In the 1970s, after the consolidation of the B&O and several other railroads formed CSX Transportation and passenger travel moved to Amtrak, the old depot was converted into a shopping center called Heritage Village.

For a variety of reasons, the old shopping center was not extremely successful. By the early 2000s, there were virtually no retail options there at all.

In 2009, the members of Create Huntington came up with a new vision for the complex in which it would function as a business incubator and artisan shopping center focused on small, independent, local entrepreneurship.

The concept of a business incubator officially goes back to 1959, but it didn’t gain much traction until the 1980s and has only in the last decade started to gain real popularity with such spaces springing up in virtually every major city in America.

So what is a business incubator? In the loosest terms, a business incubator is basically a commune for businesses that will share some type of common resources. These resources can range from outright financial support from a university or government institution, to infrastructure, to marketing assistance and mentorships. Like Heritage Station, retail incubators generally feature public entertainment spaces as well.

Photo: Aaron-MIchael Fox

The current trend nationwide of emphasizing “micro-retailing,” or simply utilizing smaller retail spaces more effectively in contrast to sprawling “box stores;” combined with the already popular concept of a business incubator, makes Heritage Station in downtown Huntington a cutting-edge complex in 2018.

The impetus behind micro-retailing is a reaction to online sales accounting for an increasingly large portion of retail sales as a whole. But while online shopping may be like a dream if you already know exactly what you want to buy, physical stores offer an experience. You get to browse products that you may not think to look for online and hold them in your hands. You get to interact with other human beings and form a deeper connection with your community.

By offering small spaces with very reasonable rents, the Greater Huntington Park and Recreation District—which owns and administers Heritage Station—seems to have found a formula that works with the shopping center at 100% occupancy and a waiting list for openings.

So what is there to see at Heritage Station?

The goal of Heritage Station is not to make long-term investments in businesses, but to create an environment were startups can experiment and build a following before taking on the responsibilities and pitfalls of a full-sized storefront. So, with that said, you might come back a year from now and find a totally different collection of shops than you would today.

Right now, the list of shops at Heritage Station includes:

All About You

Brand Yourself

Brown Dog Yoga

Butter It Up

Full Circle Ceramics

Let’s Eat

The Red Caboose

River & Rail

Sip Wine and Whiskey Bar

Taps at Heritage

From the personal collection of James E. Casto.

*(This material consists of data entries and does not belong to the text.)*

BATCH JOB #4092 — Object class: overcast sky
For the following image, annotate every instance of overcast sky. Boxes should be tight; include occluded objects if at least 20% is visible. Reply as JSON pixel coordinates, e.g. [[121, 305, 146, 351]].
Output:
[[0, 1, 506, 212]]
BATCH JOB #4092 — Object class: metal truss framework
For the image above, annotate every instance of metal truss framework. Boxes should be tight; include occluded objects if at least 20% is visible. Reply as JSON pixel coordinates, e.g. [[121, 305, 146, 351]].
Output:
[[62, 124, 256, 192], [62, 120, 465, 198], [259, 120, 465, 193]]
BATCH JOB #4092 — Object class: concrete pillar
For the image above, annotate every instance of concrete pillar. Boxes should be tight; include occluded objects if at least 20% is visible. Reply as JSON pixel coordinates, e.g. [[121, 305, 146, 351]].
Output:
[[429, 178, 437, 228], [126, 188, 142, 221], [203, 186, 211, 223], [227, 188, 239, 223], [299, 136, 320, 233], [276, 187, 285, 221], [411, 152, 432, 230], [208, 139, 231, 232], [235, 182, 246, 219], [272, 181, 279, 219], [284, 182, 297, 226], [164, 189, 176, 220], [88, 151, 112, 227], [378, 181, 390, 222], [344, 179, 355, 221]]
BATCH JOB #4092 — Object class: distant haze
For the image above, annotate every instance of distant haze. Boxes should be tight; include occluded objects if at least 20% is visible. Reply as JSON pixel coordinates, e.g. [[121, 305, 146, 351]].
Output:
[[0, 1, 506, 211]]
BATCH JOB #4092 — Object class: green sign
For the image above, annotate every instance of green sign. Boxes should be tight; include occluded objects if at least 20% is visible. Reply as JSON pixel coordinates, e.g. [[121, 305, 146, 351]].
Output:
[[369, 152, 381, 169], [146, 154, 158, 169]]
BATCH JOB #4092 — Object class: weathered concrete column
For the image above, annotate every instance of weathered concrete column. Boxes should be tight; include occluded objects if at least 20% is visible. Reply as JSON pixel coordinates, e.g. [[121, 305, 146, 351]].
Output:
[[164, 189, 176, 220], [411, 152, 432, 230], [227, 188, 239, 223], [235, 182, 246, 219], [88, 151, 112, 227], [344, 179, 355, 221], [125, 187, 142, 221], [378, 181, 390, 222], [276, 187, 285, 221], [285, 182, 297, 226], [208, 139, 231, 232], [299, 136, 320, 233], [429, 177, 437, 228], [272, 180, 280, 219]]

Retail trends come and go, but shopping and entertainment complexes such as Heritage Station are likely to stick around for a while. They are currently becoming so popular that many large metros have multiple ones throughout the city. One such complex that has become an industry standard is the Downtown Container Park in Las Vegas, Nevada, which is almost entirely constructed from refurbished shipping containers.

The combination of unique shopping and entertainment opportunities, an interesting and historic setting, and a clear administrative vision, put Huntington on the level with any comparable metro and make Heritage Station the Jewel City’s hidden gem.

Trivia: Heritage Station also includes the old Bank of Huntington building which, according to local lore, became the easternmost bank robbed by the James Gang in 1875.